Rencontre avec une proche aidante

Publié le 8 novembre 2016

Diane Bernard s'est occupée de sa mère pendant cinq ans en tant que proche aidante.

©TC Media - Jessy Laflamme

TÉMOIGNAGE. Diane Bernard s'est occupée cinq ans de sa mère avant qu'elle décède. Sachant ce que ça demande, elle trouve important de souligner la semaine nationale des proches aidants qui se déroule du 6 au 12 novembre.

«Souvent les gens ne se rendent pas compte qu'ils sont des proches aidants, mentionne-t-elle. Toute personne qui vient en aide à quelqu'un d'autre sur une base régulière en est pourtant un», précise-t-elle. Elle donne en exemple faire les commissions pour un enfant, une tante, un oncle, un conjoint ou un parent.

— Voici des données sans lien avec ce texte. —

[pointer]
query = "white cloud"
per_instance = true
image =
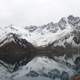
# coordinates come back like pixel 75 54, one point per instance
pixel 38 12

Étant donné qu'elle s'est occupée de sa mère pendant cinq ans, Mme Bernard connaît très bien les défis à surmonter quand on est proche aidant. Elle a même suivi son cours d'infirmière auxiliaire pour être en mesure d'aider sa mère au niveau des soins d'hygiène et de l'alimentation.

«Je travaillais le jour, je terminais de travailler puis j'allais chez elle pour lui préparer à souper. Souvent, mes fins de semaine, je les passais avec elle», se souvient Mme Bernard.  

Une fois sa mère décédée, Mme Bernard a siégé au conseil d'administration de l'Appui Outaouais, un organisme sans but lucratif qui a comme mission de soutenir les proches aidants, pendant cinq ans.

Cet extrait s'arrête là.